Under state law, witnesses such as Mr. McConney who appear before the grand jury are granted immunity on the subject of their testimony. They cannot exercise their Fifth Amendment right to refuse to answer questions on the grounds that they might incriminate themselves. (If they lie, they still can be prosecuted for perjury.)
A lawyer for Mr. McConney could not immediately be reached for comment. Mary E. Mulligan, a lawyer for Mr. Weisselberg, declined to comment, as did the Trump Organization.
Mr. Vance’s office recently convened a special grand jury to hear evidence about Mr. Trump, Mr. Weisselberg and the Trump Organization, according to a person with knowledge of the matter. While Mr. Vance’s office was already using grand juries to issue subpoenas, obtain documents and hear some testimony, the new grand jury is expected to hear from a range of witnesses in the coming months and could eventually vote on an indictment.
There is, however, no indication that the investigation has reached such an advanced stage or that prosecutors have decided to seek charges against Mr. Trump or his company.
Mr. Trump, a Republican, has argued that the investigation is a politically motivated fishing expedition. A spokesman for Mr. Vance, a Democrat, declined to comment.
The investigation into Mr. Weisselberg centers on the valuable benefits that Mr. Trump provided him and his family over the years, including tens of thousands of dollars in private school tuition for at least one of Mr. Weisselberg’s grandchildren, free apartments and leased cars, The Times has reported.
In general, those types of benefits are taxable — although there are some exceptions — and the prosecutors appear to be scrutinizing whether Mr. Weisselberg failed to pay those taxes.
More broadly, the investigation into the Trump Organization has focused on whether Mr. Trump and the company manipulated property values to obtain certain loans and tax benefits, among other potential financial crimes.
Earlier in the investigation, the prosecutors had focused on hush money payments made during the 2016 presidential campaign to two women who said they had affairs with Mr. Trump.
Mr.
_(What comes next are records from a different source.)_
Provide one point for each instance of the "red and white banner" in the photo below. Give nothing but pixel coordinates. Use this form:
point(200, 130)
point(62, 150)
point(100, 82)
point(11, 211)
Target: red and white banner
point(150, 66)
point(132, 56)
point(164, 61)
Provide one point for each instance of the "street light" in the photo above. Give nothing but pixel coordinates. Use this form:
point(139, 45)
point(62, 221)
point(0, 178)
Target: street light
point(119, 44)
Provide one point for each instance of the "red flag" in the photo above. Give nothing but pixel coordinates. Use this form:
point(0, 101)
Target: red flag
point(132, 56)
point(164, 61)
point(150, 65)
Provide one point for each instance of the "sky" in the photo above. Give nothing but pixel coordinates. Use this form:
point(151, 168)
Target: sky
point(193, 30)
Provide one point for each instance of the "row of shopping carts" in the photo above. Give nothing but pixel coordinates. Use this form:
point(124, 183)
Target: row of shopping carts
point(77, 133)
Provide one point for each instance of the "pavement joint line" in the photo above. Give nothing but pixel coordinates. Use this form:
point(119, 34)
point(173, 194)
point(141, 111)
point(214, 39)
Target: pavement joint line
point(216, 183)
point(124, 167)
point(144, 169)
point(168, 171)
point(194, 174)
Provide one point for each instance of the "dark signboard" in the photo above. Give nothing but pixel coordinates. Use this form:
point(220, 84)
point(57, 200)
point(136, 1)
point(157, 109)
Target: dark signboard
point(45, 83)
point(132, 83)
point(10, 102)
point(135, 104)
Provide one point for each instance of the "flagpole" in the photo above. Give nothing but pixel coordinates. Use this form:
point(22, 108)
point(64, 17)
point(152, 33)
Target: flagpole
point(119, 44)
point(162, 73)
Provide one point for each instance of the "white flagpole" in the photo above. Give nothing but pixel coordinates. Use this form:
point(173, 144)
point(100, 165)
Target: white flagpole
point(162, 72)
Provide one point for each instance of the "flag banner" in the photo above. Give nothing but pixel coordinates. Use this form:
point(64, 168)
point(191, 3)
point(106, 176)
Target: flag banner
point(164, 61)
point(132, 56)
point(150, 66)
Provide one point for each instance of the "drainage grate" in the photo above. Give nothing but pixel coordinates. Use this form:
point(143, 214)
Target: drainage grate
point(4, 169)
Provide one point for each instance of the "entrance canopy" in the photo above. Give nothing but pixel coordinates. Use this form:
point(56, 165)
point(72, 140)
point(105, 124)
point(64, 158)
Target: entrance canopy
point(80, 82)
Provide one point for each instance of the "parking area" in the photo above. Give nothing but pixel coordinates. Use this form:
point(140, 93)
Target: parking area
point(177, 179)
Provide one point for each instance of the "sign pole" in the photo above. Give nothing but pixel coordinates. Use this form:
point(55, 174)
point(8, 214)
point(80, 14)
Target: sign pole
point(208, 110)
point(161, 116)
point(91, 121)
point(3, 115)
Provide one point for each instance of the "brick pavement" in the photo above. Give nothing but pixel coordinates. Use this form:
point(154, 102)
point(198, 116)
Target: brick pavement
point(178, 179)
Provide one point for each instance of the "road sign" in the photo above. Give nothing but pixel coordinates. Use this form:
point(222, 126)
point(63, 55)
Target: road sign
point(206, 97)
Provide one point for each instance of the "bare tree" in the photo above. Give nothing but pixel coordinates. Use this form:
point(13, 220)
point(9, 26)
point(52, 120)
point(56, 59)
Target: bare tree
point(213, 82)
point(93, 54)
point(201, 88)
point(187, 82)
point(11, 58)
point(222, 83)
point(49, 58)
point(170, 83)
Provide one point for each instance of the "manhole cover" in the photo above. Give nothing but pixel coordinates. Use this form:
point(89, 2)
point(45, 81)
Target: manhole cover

McConney’s name surfaced in those early stages in a subpoena issued to the Trump Organization in August 2019. The prosecutors, seeking records related to the investigation into the hush money records, sought documents and communications involving a number of people, including Mr. McConney, Mr. Weisselberg and other Trump Organization employees.
Mr. McConney, 66, graduated from Baruch College in 1978 after studying accounting and finance, and joined the Trump Organization about a decade later.
He kept a low profile for years even as he rose to become the company’s controller and a senior vice president. But during the 2016 presidential campaign, he appeared in news reports to answer questions about how Mr. Trump’s charitable foundation was raising and spending its money.
Asked in September 2016 to account for why the foundation had donated $25,000 to a campaign group associated with a Florida prosecutor who was reportedly weighing an investigation into Trump University, Mr. McConney told the Washington Post, “That was just a complete mess-up on names. Anything that could go wrong did go wrong.”